Tra gennaio e dicembre dello scorso anno, di fronte a 2.721 nuove imprese “rosa”, hanno gettato la spugna in 2.836 per un saldo negativo di 115 aziende. Attualmente le imprese femminili marchigiane sono 39.769 pari al 22,9 per cento di tutte le imprese marchigiane.
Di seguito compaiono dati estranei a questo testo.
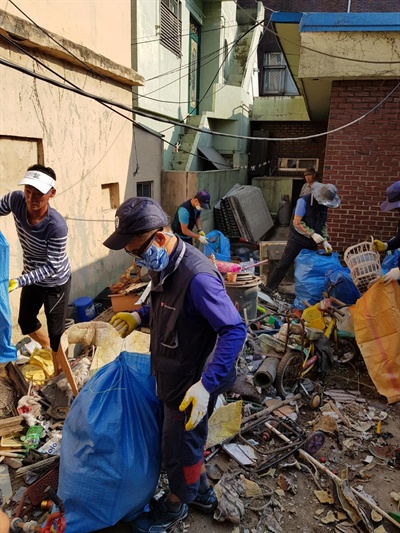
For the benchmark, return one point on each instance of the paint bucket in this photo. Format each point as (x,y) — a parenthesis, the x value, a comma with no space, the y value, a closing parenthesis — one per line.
(85,309)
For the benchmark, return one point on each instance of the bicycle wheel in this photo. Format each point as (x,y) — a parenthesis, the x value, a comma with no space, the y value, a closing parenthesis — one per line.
(288,373)
(346,350)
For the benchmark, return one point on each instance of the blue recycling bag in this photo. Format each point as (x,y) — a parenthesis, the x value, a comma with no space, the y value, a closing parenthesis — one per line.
(110,458)
(218,245)
(309,275)
(8,352)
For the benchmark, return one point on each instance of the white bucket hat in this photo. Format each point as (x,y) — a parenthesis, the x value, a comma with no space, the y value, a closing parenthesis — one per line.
(39,180)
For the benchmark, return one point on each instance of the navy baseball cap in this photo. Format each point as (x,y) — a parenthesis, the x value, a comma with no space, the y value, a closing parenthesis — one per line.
(393,197)
(135,216)
(204,199)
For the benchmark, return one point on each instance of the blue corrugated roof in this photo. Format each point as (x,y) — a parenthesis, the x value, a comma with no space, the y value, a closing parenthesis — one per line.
(312,22)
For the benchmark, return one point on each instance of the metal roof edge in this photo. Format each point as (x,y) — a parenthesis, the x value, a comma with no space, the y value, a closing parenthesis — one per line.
(334,22)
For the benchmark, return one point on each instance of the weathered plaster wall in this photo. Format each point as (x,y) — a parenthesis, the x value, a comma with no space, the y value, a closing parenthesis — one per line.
(88,145)
(98,25)
(381,47)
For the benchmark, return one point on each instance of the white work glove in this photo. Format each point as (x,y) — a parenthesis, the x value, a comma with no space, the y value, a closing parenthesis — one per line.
(392,275)
(380,246)
(199,398)
(12,285)
(316,237)
(125,323)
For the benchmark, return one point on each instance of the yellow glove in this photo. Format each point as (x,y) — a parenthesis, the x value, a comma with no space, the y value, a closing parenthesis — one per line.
(125,323)
(199,398)
(12,285)
(380,246)
(392,275)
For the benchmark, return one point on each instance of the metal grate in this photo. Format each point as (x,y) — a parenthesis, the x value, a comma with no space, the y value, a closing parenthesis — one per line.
(170,30)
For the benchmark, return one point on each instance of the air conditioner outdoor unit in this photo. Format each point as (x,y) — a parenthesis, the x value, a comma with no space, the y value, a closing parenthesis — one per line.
(297,164)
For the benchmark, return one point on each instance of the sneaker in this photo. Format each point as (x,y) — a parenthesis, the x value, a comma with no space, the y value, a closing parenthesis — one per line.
(160,518)
(205,503)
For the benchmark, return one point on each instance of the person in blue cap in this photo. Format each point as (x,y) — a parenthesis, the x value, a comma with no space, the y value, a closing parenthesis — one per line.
(188,215)
(307,229)
(392,203)
(196,336)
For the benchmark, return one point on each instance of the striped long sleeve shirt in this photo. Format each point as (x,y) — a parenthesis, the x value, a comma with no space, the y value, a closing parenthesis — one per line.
(43,244)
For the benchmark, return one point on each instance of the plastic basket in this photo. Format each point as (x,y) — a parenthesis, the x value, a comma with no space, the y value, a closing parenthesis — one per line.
(364,264)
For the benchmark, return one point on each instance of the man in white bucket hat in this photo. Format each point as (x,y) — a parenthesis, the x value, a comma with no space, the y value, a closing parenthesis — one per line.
(307,229)
(392,203)
(46,277)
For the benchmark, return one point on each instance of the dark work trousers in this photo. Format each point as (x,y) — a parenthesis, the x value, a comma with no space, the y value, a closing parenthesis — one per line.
(292,250)
(183,450)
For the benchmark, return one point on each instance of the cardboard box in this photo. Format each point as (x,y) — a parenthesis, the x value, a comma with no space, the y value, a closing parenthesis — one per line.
(124,302)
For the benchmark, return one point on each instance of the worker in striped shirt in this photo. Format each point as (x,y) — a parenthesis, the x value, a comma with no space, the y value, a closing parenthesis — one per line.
(46,277)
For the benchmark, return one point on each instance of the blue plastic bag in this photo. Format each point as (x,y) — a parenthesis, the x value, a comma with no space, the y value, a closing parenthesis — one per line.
(343,288)
(390,261)
(309,275)
(8,352)
(110,458)
(218,245)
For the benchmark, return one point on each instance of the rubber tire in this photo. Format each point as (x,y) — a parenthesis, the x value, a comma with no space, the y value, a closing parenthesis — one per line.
(347,347)
(288,373)
(315,400)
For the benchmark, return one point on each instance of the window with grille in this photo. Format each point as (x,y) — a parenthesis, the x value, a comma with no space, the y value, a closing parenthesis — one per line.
(277,79)
(171,26)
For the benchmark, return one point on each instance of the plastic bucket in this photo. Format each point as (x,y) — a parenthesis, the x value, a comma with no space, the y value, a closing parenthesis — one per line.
(85,309)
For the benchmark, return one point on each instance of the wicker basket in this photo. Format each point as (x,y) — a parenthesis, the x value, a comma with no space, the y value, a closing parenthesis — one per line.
(364,264)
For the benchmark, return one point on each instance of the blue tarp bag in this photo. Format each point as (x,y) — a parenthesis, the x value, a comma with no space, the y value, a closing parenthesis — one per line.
(8,352)
(218,245)
(343,288)
(391,261)
(110,458)
(309,275)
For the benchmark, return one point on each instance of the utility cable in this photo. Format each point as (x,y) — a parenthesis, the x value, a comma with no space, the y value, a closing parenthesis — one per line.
(188,126)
Marche, per le donne fare impresa è sempre più faticoso. La crisi anche nel 2015 non ha risparmiato le imprese artigiane e le piccole e medie imprese al femminile. Tra gennaio e dicembre dello scorso anno, di fronte a 2.721 nuove imprese “rosa”, hanno gettato la spugna in 2.836 per un saldo negativo di 115 aziende. Attualmente le imprese femminili marchigiane sono 39.769 pari al 22,9 per cento di tutte le imprese marchigiane. Secondo un’indagine realizzata da Cna e Confartigianato Marche in occasione dell’8 marzo, la provincia che ha perso il maggior numero di imprese femminili è stata Macerata (-79) seguita da Pesaro Urbino (-27). Più contenuto il saldo negativo di Ascoli Piceno (-6) e di Fermo (-5), mentre ad Ancona il saldo tra le impresse che hanno avviato un’attività e quelle che hanno chiuso, è positivo (+2).
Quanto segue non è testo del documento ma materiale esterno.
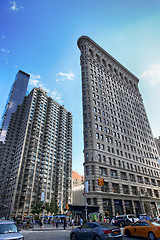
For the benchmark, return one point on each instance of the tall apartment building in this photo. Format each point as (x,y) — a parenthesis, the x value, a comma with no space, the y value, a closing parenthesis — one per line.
(77,179)
(157,141)
(118,142)
(77,188)
(37,156)
(15,97)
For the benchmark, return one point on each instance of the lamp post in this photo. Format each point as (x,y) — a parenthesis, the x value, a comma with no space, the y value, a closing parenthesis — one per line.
(85,196)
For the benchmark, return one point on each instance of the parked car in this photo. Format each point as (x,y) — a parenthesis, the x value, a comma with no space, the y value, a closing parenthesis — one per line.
(132,218)
(143,228)
(121,221)
(96,231)
(9,231)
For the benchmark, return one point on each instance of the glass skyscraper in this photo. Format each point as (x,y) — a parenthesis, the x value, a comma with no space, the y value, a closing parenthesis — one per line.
(15,97)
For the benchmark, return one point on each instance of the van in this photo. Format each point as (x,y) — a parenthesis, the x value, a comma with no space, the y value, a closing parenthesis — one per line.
(9,231)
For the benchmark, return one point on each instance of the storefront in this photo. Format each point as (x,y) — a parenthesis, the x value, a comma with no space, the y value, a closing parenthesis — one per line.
(137,207)
(107,207)
(118,207)
(128,206)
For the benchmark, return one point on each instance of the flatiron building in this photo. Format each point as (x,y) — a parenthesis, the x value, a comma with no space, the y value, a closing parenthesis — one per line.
(118,143)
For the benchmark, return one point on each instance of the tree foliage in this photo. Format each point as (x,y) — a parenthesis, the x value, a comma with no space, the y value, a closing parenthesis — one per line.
(37,209)
(51,208)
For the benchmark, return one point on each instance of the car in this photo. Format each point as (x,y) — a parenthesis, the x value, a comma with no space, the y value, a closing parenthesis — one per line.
(96,231)
(132,218)
(143,228)
(121,221)
(9,231)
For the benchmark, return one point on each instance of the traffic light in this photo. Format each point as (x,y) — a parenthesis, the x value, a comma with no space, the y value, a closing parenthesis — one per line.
(102,181)
(99,181)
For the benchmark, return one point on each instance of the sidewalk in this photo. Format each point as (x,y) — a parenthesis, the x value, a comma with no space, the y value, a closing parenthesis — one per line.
(46,227)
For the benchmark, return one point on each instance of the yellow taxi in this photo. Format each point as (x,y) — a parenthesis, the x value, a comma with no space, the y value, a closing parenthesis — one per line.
(143,228)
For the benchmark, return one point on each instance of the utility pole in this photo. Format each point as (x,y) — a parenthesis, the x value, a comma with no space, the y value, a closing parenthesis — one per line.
(85,196)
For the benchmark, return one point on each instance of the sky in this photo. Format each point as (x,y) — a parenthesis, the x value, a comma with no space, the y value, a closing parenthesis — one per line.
(40,37)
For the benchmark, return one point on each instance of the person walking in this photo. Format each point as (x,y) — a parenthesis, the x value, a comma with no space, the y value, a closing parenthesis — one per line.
(64,223)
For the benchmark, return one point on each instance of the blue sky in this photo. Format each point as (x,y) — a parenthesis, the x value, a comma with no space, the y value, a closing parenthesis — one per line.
(40,38)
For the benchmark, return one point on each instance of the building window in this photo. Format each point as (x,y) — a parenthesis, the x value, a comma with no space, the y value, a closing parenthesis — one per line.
(99,158)
(87,170)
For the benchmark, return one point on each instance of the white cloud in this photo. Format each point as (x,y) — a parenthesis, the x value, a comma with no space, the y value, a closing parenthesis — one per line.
(4,53)
(152,74)
(63,76)
(5,50)
(3,37)
(34,80)
(14,6)
(57,96)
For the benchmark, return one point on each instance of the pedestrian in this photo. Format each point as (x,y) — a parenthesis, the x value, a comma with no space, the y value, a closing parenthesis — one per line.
(41,224)
(81,221)
(57,223)
(72,222)
(64,223)
(113,221)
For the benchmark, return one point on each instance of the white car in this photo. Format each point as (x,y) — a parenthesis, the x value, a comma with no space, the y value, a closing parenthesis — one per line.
(132,217)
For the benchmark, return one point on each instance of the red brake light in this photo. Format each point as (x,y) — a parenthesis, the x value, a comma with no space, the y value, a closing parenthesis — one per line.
(107,231)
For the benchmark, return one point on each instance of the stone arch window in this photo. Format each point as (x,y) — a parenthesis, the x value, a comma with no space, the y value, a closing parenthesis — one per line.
(90,52)
(97,58)
(115,70)
(104,62)
(135,86)
(110,67)
(126,79)
(131,83)
(121,75)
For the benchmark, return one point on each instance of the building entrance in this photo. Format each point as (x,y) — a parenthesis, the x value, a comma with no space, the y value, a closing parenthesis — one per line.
(118,207)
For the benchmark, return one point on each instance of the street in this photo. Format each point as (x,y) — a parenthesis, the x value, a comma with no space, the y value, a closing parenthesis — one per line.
(55,234)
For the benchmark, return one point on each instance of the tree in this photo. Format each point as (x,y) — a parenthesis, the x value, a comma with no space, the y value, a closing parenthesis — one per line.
(37,209)
(53,207)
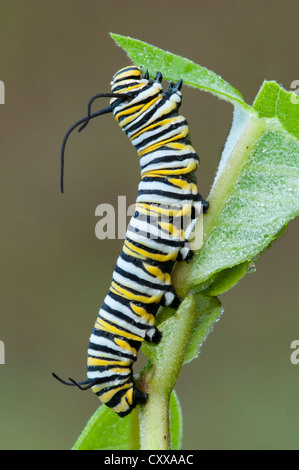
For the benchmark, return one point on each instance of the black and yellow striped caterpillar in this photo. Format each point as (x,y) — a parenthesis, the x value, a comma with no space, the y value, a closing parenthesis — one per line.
(157,234)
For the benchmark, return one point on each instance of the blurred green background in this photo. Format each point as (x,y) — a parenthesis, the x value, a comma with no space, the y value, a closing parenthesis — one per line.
(242,392)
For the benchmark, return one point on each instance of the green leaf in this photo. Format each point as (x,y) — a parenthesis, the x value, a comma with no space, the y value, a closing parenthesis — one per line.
(107,431)
(208,311)
(174,67)
(176,422)
(255,196)
(273,101)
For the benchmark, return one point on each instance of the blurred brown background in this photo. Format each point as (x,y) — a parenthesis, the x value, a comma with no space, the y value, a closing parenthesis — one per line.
(242,392)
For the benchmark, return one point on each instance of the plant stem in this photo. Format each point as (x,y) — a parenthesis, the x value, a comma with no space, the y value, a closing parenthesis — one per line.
(159,377)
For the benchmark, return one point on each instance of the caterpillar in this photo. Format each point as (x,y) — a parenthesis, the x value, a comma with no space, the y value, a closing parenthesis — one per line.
(157,234)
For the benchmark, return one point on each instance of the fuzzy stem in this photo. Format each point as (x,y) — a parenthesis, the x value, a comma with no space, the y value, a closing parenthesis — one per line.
(159,377)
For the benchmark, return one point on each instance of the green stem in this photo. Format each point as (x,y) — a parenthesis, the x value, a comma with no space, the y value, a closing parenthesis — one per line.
(160,375)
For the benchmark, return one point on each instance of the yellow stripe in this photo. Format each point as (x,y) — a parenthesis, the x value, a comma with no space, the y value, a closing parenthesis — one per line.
(155,271)
(141,312)
(126,346)
(151,148)
(92,361)
(138,298)
(128,111)
(105,397)
(192,166)
(149,209)
(102,325)
(152,126)
(154,256)
(143,109)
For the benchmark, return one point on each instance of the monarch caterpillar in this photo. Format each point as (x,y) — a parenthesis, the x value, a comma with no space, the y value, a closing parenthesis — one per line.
(167,193)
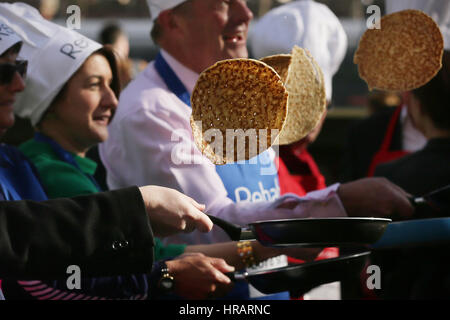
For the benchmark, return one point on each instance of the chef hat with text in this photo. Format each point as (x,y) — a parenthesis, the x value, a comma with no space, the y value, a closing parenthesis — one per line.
(8,37)
(156,6)
(307,24)
(54,54)
(438,10)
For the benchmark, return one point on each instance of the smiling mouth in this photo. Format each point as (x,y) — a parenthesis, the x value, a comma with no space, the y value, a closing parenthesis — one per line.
(233,38)
(102,119)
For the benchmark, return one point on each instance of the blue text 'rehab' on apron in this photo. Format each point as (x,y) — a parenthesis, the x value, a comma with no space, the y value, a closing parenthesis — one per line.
(249,181)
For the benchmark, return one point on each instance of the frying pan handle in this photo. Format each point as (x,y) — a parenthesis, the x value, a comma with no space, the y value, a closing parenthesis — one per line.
(234,276)
(233,231)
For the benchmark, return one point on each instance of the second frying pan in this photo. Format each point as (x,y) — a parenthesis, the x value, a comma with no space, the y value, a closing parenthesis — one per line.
(323,232)
(299,279)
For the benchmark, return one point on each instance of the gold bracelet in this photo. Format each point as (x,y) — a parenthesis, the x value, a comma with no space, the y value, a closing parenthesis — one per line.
(245,251)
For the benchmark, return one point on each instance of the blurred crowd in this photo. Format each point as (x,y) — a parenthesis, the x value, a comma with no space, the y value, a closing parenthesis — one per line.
(88,178)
“Purtroppo questi dati” commentano la presidente di Cna Impresa Donna Emilia Esposito e la responsabile di Impresa Donna Confartigianato Barbara Tacconelli “confermano gli ostacoli che incontrano le donne che vogliono fare impresa, penalizzate da una maggiore difficoltà nell’accesso al credito e dalla difficile conciliazione dei tempi di lavoro con quelli familiari. A rallentarne al crescita ostacoli economici, vincoli sociali e stereotipi culturali che rallentano la crescita delle attività”.
Analizzando l’andamento dei diversi settori produttivi, si può vedere come il prezzo più alto della crisi sia stato pagato dalle imprese femminili del commercio (-362), da quelle agricole (-178) e dai servizi di alloggio e ristorazione mentre anche il manifatturiero perde 105 aziende.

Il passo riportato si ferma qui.